Why did you decide to become involved with Rebuilding Together?
I have worked for nonprofits and non-governmental organizations for most of my adult life, except for the last few years when I worked for myself as a General Contractor. I spent six years at Koinonia Partners (the predecessor of Habitat for Humanity) and worked for them when Habitat for Humanity was formed. I also spent more than 15 years working for Habitat for Humanity of the Twin Cities. While I enjoyed owning my own business, I really missed helping people and doing something beyond just earning a living. One day, I was at Menard’s picking up supplies for one of my projects when I saw a Rebuilding Together Twin Cities truck. “What is Rebuilding Together?” I asked the person headed to the truck (Jessie Livingston, an AmeriCorps member serving with Rebuilding Together Twin Cities at the time). That conversation led to another conversation with Rebuilding Together’s Program Director Tony Sjogren and the rest is history!
What’s your favorite part of your job?
I love completing a project and seeing the impact on the homeowner. For example, we installed a wheelchair ramp for a recent amputee in Farmington who had basically been trapped in his home. Every time he had to go to a doctor’s appointment or leave the home, three adults had to carry him out down the home’s exterior stairs. When he could finally roll down the ramp that we built, there wasn’t a dry eye in the group!
What’s your favorite band (or food if you don’t like music)?

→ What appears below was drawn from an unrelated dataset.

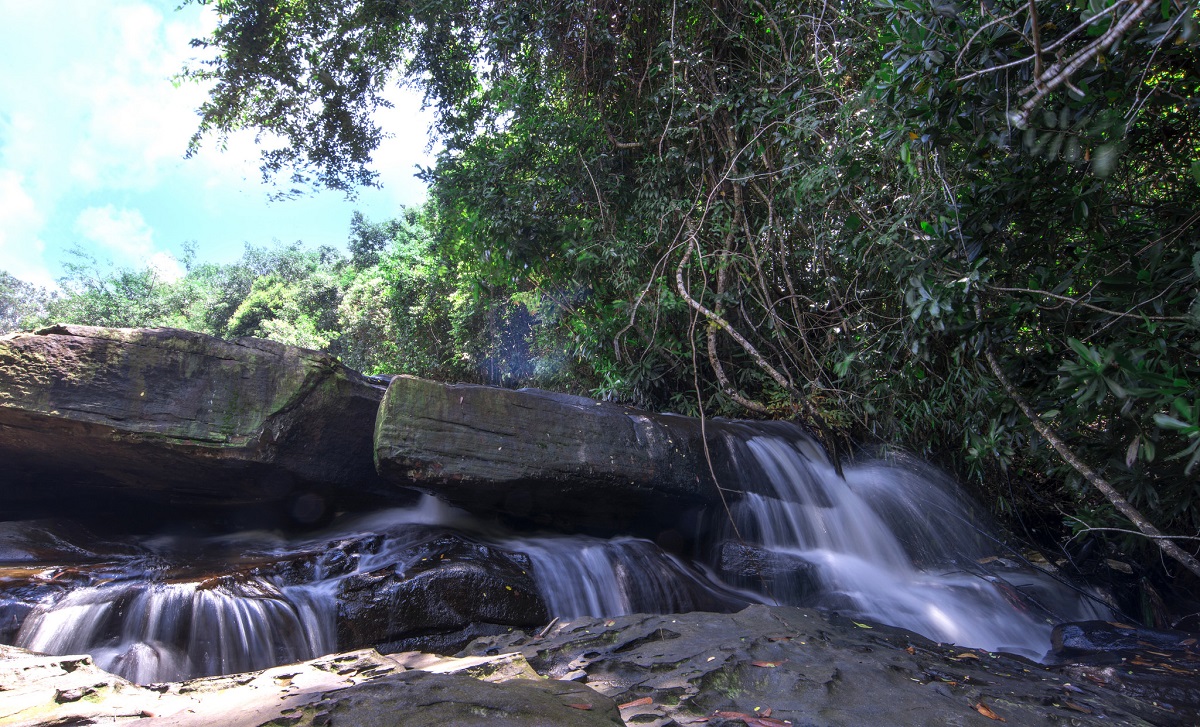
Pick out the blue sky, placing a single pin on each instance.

My wife is a very good cook of several different types of food. We have four children, ages 34, 30, 27, and 20, and three of them are adopted from Korea. When we first adopted our kids, we participated in a Korean Culture Camp that included cooking and eating authentic, traditional Korean dishes like Bulgogi. Bulgogi has since become one of my favorite foods. It’s thinly-sliced beef, marinated in a sauce of sesame oil, soy sauce and green onions, grilled, and then wrapped in a leaf of lettuce or a sheet of dried seaweed with a little rice and a touch of kimchee.

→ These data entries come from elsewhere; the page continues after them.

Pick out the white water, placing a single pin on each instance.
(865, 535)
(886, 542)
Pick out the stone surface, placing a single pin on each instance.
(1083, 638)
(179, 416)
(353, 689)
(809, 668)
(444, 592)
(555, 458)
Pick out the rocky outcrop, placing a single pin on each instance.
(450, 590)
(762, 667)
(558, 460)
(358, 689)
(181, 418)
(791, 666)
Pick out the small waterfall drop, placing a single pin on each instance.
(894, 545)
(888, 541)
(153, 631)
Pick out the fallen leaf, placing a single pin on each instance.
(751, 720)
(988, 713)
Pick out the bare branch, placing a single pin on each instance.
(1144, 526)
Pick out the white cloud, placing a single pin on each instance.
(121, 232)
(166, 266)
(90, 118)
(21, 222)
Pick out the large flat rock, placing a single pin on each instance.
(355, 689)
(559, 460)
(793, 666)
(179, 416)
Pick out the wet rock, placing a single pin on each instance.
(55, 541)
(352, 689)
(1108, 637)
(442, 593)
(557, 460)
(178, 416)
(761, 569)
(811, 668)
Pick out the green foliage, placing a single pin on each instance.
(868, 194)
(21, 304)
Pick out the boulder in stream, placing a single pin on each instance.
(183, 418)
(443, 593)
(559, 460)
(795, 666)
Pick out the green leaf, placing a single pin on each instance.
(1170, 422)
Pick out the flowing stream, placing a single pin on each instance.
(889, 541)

Is there anything people might be surprised to know about you?
I had a mid-career break from working in construction by working for an international refugee resettlement organization for several years.
Anything else you’d like to add?
I’ve learned a lot through my international travel and work, and I’ve realized that being of service as a volunteer is very important. You can make a positive impact in your home town or halfway across the world. Be open to giving of yourself and spend time volunteering.